As Jonathan Bernstein would say, the amount of times St. Elmo’s was showcased on pay-per-view channels might suggest it was a hit movie (it wasn’t) and/or it somehow conveyed the spirit of the time (it didn’t). What it actually managed to do was:

a) predate Rob Lowe’s real life bad boy turn;

b) introduce general audiences to the notion that Judd Nelson’s perf in The Breakfast Club was mostly a stroke of luck;

c) mindfuck us into embracing the fact that Demi Moore would be around for a loooooong time;

d) give many of us our first shot of Young Actors Overcompensating For Being Desperately Out Of Touch With Their Peers.

To this day, I suspect it mostly works like a Brat Pack yearbook. And the “interconnecting storylines” thing (which is edited all out of sequence here) was hardly a new trick in the Eighties. Still, two things cannot be denied: the script set the template for ensemble TV dramas such as Melrose Place, and the theme song’s clip was still on the air months after the film had died at the box office.

And now, let’s all help ourselves to a money shot montage. And/or Molly Lambert’s screenshot history.
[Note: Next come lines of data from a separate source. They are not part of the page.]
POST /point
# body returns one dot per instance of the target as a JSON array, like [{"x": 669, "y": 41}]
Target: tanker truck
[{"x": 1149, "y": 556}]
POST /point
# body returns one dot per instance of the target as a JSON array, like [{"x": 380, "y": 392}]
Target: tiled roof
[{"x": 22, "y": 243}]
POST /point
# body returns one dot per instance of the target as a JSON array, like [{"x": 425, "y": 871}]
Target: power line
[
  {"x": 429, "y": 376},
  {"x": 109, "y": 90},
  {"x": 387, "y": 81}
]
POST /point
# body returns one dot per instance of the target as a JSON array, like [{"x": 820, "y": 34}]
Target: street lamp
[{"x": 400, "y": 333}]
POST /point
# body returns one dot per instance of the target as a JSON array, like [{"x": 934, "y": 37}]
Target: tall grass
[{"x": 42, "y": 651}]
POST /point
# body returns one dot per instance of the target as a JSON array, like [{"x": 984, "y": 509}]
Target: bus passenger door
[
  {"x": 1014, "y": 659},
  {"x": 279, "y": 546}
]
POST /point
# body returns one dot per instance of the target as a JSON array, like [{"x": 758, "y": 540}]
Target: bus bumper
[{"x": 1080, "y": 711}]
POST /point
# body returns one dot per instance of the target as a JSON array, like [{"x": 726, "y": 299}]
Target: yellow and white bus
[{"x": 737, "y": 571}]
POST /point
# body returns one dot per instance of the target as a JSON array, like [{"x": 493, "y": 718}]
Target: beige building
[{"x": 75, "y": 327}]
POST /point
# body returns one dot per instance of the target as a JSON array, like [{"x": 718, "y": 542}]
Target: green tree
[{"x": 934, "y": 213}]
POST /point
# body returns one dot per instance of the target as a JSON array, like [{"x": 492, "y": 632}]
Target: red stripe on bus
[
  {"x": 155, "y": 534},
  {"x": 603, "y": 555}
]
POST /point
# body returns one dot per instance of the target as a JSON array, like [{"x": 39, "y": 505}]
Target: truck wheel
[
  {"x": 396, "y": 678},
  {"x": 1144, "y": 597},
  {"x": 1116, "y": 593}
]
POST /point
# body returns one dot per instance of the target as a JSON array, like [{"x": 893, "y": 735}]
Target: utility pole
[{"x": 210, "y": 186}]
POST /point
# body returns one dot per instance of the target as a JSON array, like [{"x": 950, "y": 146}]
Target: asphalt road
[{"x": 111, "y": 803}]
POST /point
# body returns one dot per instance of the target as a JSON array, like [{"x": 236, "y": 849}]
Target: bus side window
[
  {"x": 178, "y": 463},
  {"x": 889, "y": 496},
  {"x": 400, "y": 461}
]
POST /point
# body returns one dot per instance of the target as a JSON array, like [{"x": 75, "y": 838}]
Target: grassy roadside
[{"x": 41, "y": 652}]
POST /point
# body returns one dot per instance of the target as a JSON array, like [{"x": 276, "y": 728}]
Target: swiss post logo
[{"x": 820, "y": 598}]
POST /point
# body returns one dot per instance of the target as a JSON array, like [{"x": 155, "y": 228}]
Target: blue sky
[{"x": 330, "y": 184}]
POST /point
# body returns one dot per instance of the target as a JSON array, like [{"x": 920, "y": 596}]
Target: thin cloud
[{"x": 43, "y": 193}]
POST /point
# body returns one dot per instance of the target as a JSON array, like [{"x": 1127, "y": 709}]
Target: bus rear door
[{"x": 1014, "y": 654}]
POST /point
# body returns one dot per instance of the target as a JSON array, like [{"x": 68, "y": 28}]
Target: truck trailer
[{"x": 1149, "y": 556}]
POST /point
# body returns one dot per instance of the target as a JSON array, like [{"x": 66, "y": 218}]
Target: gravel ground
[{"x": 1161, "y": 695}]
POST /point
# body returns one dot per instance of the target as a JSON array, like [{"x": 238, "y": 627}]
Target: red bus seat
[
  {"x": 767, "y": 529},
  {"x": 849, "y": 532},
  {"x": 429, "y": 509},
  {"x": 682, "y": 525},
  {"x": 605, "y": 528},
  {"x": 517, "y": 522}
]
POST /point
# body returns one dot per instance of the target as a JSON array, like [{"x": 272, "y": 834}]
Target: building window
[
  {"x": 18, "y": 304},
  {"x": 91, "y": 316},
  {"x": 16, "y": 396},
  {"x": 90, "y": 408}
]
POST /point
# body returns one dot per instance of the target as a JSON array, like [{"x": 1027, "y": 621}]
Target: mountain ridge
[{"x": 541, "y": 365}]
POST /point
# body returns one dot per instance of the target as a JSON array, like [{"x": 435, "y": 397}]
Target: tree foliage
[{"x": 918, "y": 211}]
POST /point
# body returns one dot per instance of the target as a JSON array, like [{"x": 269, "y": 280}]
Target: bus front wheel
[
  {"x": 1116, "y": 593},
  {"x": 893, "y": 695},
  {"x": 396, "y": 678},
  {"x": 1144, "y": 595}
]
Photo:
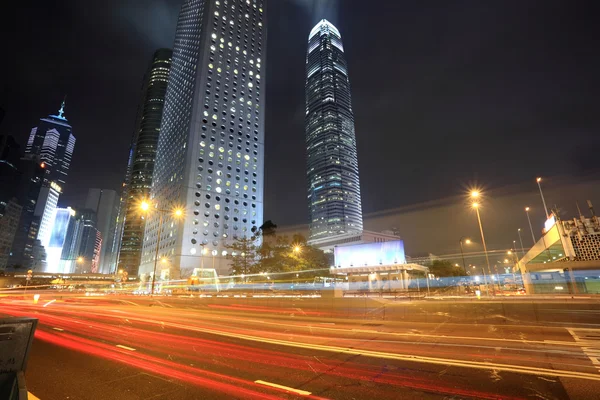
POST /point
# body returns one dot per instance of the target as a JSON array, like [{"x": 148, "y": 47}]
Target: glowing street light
[
  {"x": 530, "y": 227},
  {"x": 538, "y": 180},
  {"x": 177, "y": 213},
  {"x": 462, "y": 254},
  {"x": 475, "y": 206}
]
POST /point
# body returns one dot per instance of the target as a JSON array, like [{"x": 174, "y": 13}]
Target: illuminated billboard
[{"x": 370, "y": 254}]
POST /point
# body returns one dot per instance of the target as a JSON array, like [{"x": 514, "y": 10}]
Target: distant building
[
  {"x": 10, "y": 151},
  {"x": 138, "y": 180},
  {"x": 105, "y": 203},
  {"x": 10, "y": 213},
  {"x": 91, "y": 244},
  {"x": 27, "y": 191},
  {"x": 335, "y": 209},
  {"x": 566, "y": 259},
  {"x": 54, "y": 249},
  {"x": 53, "y": 142},
  {"x": 45, "y": 210},
  {"x": 82, "y": 243},
  {"x": 210, "y": 154}
]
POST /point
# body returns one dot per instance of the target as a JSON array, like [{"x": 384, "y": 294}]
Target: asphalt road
[{"x": 136, "y": 348}]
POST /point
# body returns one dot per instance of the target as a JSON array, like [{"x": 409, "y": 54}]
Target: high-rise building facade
[
  {"x": 10, "y": 213},
  {"x": 53, "y": 142},
  {"x": 105, "y": 203},
  {"x": 63, "y": 219},
  {"x": 211, "y": 145},
  {"x": 45, "y": 210},
  {"x": 32, "y": 174},
  {"x": 140, "y": 168},
  {"x": 332, "y": 161}
]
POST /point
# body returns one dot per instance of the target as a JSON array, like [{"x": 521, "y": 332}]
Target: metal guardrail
[{"x": 16, "y": 336}]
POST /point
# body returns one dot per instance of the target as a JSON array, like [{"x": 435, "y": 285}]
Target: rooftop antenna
[{"x": 579, "y": 210}]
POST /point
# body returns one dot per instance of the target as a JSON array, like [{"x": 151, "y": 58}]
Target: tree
[
  {"x": 280, "y": 254},
  {"x": 444, "y": 268},
  {"x": 242, "y": 253}
]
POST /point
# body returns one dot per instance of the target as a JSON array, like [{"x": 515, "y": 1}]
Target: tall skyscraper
[
  {"x": 140, "y": 168},
  {"x": 28, "y": 193},
  {"x": 211, "y": 145},
  {"x": 53, "y": 142},
  {"x": 332, "y": 162},
  {"x": 105, "y": 203},
  {"x": 45, "y": 210},
  {"x": 64, "y": 218}
]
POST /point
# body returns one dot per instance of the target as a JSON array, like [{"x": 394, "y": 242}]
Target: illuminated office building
[
  {"x": 211, "y": 146},
  {"x": 105, "y": 203},
  {"x": 138, "y": 180},
  {"x": 53, "y": 142},
  {"x": 332, "y": 162}
]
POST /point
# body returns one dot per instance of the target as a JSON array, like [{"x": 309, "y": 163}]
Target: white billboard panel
[{"x": 370, "y": 254}]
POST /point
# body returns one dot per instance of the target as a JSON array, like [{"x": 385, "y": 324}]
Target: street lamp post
[
  {"x": 177, "y": 213},
  {"x": 475, "y": 205},
  {"x": 462, "y": 254},
  {"x": 521, "y": 240},
  {"x": 530, "y": 227},
  {"x": 538, "y": 180}
]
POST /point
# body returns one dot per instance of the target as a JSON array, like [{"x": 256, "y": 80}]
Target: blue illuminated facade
[{"x": 332, "y": 161}]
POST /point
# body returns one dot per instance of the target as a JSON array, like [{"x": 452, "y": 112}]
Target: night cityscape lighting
[{"x": 170, "y": 255}]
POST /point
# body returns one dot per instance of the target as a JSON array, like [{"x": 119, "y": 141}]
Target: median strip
[{"x": 287, "y": 388}]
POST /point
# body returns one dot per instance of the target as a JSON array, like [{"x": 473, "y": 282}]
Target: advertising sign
[{"x": 370, "y": 254}]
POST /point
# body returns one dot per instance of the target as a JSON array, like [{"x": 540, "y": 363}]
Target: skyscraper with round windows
[
  {"x": 210, "y": 152},
  {"x": 332, "y": 162}
]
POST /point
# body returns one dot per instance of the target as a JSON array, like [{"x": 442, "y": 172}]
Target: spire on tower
[{"x": 62, "y": 108}]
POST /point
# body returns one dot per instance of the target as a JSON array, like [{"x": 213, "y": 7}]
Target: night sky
[{"x": 445, "y": 93}]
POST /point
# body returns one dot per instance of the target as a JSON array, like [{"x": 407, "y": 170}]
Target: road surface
[{"x": 139, "y": 348}]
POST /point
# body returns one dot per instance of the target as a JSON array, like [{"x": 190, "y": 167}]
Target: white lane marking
[
  {"x": 589, "y": 347},
  {"x": 289, "y": 389},
  {"x": 50, "y": 302}
]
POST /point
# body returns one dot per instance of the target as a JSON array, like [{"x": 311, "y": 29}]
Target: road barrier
[{"x": 16, "y": 336}]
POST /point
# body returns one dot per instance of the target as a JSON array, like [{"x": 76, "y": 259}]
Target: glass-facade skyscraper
[
  {"x": 140, "y": 168},
  {"x": 332, "y": 161},
  {"x": 53, "y": 142},
  {"x": 211, "y": 146}
]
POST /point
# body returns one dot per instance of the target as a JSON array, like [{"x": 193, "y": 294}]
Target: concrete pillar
[{"x": 405, "y": 279}]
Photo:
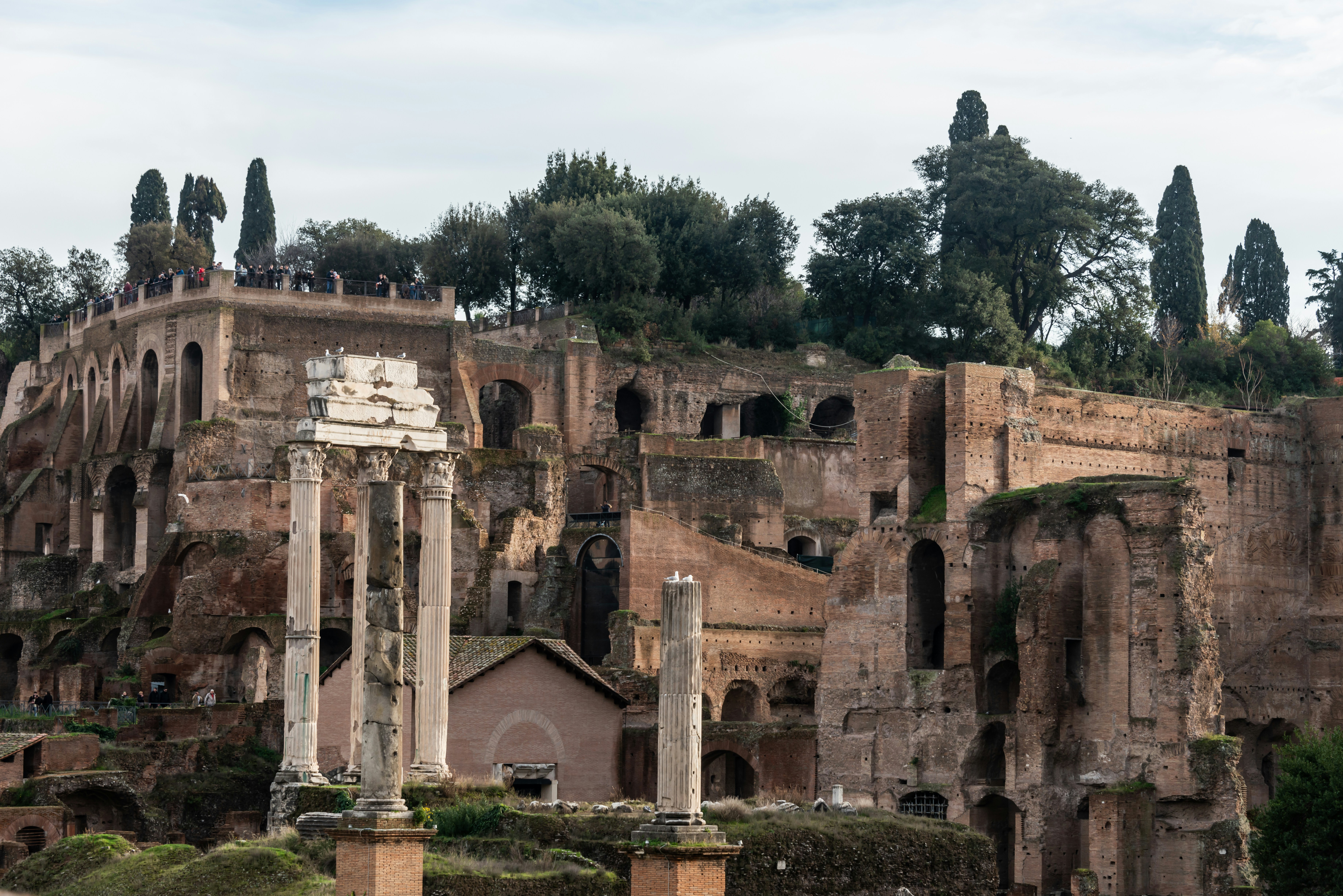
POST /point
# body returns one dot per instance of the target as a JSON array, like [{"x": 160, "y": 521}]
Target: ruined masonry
[{"x": 1078, "y": 623}]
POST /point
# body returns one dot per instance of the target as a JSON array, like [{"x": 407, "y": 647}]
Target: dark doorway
[
  {"x": 504, "y": 408},
  {"x": 726, "y": 774},
  {"x": 193, "y": 371},
  {"x": 11, "y": 648},
  {"x": 335, "y": 643},
  {"x": 148, "y": 397},
  {"x": 120, "y": 520},
  {"x": 835, "y": 420},
  {"x": 926, "y": 606},
  {"x": 601, "y": 582},
  {"x": 1004, "y": 684},
  {"x": 515, "y": 605},
  {"x": 986, "y": 761},
  {"x": 763, "y": 416},
  {"x": 629, "y": 410}
]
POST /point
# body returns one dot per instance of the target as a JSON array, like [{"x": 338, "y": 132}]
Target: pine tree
[
  {"x": 971, "y": 119},
  {"x": 258, "y": 228},
  {"x": 1259, "y": 273},
  {"x": 198, "y": 203},
  {"x": 151, "y": 199},
  {"x": 1180, "y": 285}
]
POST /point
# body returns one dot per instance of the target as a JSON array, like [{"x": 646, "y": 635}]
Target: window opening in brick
[
  {"x": 926, "y": 606},
  {"x": 923, "y": 803}
]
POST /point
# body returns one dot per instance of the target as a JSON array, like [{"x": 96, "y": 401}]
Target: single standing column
[
  {"x": 680, "y": 722},
  {"x": 374, "y": 465},
  {"x": 381, "y": 784},
  {"x": 434, "y": 619},
  {"x": 303, "y": 635}
]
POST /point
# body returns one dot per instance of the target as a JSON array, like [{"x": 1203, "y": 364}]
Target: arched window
[
  {"x": 504, "y": 408},
  {"x": 923, "y": 803},
  {"x": 926, "y": 606},
  {"x": 1003, "y": 686},
  {"x": 193, "y": 371},
  {"x": 629, "y": 410},
  {"x": 600, "y": 570},
  {"x": 515, "y": 604},
  {"x": 835, "y": 420},
  {"x": 148, "y": 397}
]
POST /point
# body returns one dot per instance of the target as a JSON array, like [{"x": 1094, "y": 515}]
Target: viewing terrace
[{"x": 428, "y": 303}]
Random wisdom from YouTube commentators: “do anybody know óf other movies where a lead character play the sax?”

13-Mar 2009

Video

Ah, the memories.

Joel Schumacher’s The Lost Boys is widely celebrated as two things: a piece of gaudy, yet coherent ’80s horror-lite, and a textbook example of sneaky (x) = homosexual lore.

Both things are true.

The trailer introduces baby-faced Corey Haim as the nominal hero of the picture (and he is, kinda), with an odd couple of sidekicks, while broody Jason Patric is placed in the victim/antagonist-in-training slot (and he is, definitely). Plus, the violence/humour switch is hit almost as much as it would come into play.

On the other hand, the dude who put nipples on the Batman suit was working overtime (this discussion reads like a bullet list of do’s and don’t-mind-if-I-do’s), but you can’t quite let yourself drown in the gayness here. The most spectacular pieces of scenery (such as the underground Art Déco hotel which serves as the clan’s home) are kept under wraps, too. Guess the power struggle within the family angle was a safe box office bet, unlike the look at me, I’m so cool one.

And you see really little of The Boys, but plenty of the final 20’. Talk about sending out mixed signals.

Great use of Echo & The Bunnymen’s “People Are Strange” version, though, just like in the credit sequence (which, seeing it here and now, makes me realize why I love my new home so much - it’s close to the infamous Viareggio boardwalk, aka Santa Carla minus the funhouse).